Irene barely understood the magic in her hand. She guessed she had somehow picked up the broadcast of a novel or maybe a play. When she was a child, her father’s car radio would sometimes lose a signal as some other station came in more strongly. She supposed that was happening with her earbuds.
Her walk that day took her not only past Meryl’s house but also farther to the house on Sutton Place where she again shook her head and wondered if she should add her voice to the complaints reported to city hall.
Her earbuds crackled a few more times on her walk, but there were no other intrusions of different shows.
On coffee klatch day, Irene decided to walk to Meryl’s house. It wasn’t far, and she was a committed walker now, helped by the podcasts, even if the little dramatic incursions had continued. Always domestic problems, which troubled her, but they were brief, and she was able to dismiss them readily.

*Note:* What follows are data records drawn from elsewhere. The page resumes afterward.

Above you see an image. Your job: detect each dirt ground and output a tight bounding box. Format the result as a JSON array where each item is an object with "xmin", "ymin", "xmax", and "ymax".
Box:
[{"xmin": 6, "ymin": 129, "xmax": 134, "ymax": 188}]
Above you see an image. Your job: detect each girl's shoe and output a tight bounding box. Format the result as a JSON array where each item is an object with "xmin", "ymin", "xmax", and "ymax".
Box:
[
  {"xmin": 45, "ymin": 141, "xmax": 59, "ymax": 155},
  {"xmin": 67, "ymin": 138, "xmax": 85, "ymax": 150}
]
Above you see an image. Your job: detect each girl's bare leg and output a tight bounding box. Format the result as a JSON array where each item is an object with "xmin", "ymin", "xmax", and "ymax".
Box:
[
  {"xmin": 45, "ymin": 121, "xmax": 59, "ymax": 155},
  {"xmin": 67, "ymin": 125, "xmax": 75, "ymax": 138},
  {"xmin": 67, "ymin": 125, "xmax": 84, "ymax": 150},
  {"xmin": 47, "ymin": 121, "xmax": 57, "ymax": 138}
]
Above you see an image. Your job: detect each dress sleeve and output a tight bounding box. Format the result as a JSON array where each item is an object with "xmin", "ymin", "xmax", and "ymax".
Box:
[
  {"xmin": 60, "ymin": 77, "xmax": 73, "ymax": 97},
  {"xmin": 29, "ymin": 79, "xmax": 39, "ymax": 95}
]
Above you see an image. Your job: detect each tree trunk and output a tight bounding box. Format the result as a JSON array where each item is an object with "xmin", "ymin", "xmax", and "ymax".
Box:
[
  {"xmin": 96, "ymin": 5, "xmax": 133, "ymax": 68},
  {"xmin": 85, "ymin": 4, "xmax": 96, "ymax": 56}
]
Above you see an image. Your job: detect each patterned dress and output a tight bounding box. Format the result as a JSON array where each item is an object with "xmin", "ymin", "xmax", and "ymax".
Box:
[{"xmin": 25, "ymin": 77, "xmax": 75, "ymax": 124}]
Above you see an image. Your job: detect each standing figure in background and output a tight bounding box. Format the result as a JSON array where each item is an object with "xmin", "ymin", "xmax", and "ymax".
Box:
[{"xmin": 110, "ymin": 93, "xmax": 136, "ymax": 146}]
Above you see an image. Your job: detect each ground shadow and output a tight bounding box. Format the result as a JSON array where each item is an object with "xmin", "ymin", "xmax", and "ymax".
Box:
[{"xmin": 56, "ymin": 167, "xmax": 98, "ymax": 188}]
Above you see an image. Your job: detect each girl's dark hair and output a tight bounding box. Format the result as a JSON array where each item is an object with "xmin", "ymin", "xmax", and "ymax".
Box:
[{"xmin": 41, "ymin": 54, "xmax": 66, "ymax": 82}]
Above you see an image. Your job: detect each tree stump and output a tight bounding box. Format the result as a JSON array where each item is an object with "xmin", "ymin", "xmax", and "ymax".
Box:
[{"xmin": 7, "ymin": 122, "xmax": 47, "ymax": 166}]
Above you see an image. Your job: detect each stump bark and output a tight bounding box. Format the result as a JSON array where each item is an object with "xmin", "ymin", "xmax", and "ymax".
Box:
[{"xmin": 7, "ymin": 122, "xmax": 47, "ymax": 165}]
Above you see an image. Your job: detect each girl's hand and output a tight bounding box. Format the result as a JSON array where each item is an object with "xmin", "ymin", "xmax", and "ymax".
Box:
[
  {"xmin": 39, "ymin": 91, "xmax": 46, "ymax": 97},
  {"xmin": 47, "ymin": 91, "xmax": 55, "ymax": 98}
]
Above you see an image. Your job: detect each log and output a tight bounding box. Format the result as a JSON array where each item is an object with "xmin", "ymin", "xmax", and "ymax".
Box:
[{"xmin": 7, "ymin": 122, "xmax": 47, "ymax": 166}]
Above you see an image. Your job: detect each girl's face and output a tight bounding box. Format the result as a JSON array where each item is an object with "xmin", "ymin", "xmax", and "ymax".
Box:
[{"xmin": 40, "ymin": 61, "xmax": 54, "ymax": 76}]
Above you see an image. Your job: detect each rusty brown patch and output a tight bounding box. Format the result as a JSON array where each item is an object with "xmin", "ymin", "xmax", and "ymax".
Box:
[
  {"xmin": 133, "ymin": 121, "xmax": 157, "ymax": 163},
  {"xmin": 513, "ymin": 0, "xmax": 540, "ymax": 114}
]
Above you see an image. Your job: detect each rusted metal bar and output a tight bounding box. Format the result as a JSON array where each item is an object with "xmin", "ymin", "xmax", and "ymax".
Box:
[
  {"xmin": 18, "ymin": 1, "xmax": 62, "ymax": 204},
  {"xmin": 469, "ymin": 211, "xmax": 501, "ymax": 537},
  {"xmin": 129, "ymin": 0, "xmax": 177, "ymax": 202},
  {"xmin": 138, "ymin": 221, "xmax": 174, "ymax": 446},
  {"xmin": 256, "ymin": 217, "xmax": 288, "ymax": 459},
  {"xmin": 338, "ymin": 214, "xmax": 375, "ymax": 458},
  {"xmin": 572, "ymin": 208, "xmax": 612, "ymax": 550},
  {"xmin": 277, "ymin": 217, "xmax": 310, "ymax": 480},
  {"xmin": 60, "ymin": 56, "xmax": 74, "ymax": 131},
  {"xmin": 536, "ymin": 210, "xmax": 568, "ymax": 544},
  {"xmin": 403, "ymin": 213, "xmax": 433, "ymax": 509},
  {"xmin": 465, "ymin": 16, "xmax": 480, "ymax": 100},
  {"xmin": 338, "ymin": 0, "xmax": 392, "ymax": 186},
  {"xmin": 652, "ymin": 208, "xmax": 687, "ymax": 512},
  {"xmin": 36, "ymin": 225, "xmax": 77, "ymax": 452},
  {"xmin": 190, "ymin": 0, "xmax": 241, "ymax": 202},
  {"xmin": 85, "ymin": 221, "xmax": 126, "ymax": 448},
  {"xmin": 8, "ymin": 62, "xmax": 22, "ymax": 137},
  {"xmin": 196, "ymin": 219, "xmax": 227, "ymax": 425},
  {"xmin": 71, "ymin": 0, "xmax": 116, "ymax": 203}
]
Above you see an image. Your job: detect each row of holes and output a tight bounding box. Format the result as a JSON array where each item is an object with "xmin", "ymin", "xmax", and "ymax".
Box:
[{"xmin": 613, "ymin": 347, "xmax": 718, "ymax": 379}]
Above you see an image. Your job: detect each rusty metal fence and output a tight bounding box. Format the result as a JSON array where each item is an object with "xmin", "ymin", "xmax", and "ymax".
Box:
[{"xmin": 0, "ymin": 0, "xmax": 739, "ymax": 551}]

Yet as she neared Meryl’s house, she again heard someone crying. It was a child this time, and then words came.
“Momma, it hurts!”
“Grab my hand, baby. Squeeze my hand. Give me your pain.”
Irene’s feet stopped. She was only one door from Meryl’s house, but she was rooted in place. She watched with unseeing eyes as two cars pulled into Meryl’s driveway and unfamiliar women got out and went to Meryl’s door.

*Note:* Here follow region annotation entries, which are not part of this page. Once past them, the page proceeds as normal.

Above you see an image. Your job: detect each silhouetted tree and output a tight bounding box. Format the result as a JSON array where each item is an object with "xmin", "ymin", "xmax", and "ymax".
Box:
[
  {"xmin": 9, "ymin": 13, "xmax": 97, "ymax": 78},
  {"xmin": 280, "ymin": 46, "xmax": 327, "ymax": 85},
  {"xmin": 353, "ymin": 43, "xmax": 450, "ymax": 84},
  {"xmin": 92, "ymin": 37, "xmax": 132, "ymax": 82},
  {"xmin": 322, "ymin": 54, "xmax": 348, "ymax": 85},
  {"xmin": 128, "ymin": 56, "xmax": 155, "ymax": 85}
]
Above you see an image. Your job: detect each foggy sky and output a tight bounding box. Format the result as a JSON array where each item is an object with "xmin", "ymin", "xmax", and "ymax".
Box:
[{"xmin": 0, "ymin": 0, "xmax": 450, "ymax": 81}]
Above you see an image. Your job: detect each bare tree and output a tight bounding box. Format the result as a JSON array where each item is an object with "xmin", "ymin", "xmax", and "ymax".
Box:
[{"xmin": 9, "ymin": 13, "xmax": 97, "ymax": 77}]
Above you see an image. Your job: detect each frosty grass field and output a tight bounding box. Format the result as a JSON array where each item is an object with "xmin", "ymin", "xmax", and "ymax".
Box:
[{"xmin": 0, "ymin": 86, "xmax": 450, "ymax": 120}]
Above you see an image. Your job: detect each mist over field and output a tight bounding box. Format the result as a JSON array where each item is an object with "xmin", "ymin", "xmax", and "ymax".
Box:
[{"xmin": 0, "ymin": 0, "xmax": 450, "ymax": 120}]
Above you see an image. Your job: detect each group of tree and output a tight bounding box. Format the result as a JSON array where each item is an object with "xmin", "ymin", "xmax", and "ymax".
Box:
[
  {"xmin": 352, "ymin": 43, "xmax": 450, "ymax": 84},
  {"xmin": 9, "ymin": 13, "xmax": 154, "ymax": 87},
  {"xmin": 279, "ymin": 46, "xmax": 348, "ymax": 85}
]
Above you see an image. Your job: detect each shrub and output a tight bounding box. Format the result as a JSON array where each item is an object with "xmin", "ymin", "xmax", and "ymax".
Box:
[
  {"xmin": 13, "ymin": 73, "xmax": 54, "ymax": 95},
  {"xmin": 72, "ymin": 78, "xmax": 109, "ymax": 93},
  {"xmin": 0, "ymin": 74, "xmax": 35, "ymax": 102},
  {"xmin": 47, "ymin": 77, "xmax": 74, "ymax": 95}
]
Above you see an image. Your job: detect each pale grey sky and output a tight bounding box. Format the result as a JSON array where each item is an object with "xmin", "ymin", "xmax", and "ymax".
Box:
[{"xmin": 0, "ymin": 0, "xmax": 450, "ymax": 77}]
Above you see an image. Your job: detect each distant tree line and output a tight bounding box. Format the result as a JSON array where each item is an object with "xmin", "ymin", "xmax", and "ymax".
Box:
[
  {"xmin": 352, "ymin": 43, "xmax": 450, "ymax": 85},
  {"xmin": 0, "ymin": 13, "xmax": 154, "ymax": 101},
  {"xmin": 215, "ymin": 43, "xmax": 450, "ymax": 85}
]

The crying had changed to whimpering, and Irene told herself that these actors, these readers were truly talented if they could transmit emotion that intensely. But then the earbuds crackled, and her history podcast returned. Irene found she could move, and she continued to Meryl’s house.
Inside she was welcomed and introduced to the half dozen women there, all from the neighborhood, all without shoes. They were seated around the room and had been in the middle of a conversation. She recognized two faces, but most were new to her.
Irene expected to be asked for her opinion of the Sutton Place house, which she was prepared to give, but instead the conversation was about a house only two blocks away. It was being painted.
“I knew when I saw all of those Mexicans driving through the neighborhood that someone was getting their house painted,” said Irene’s new friend Virginia. “I mean, why else would a bunch of Mexicans be in Green Hills? But you won’t believe the color. Yellow! They’re painting a house yellow!”
“Whose house?”
“I don’t know their name. I haven’t met them, but if they’re painting their house yellow, I don’t think I want to meet them.”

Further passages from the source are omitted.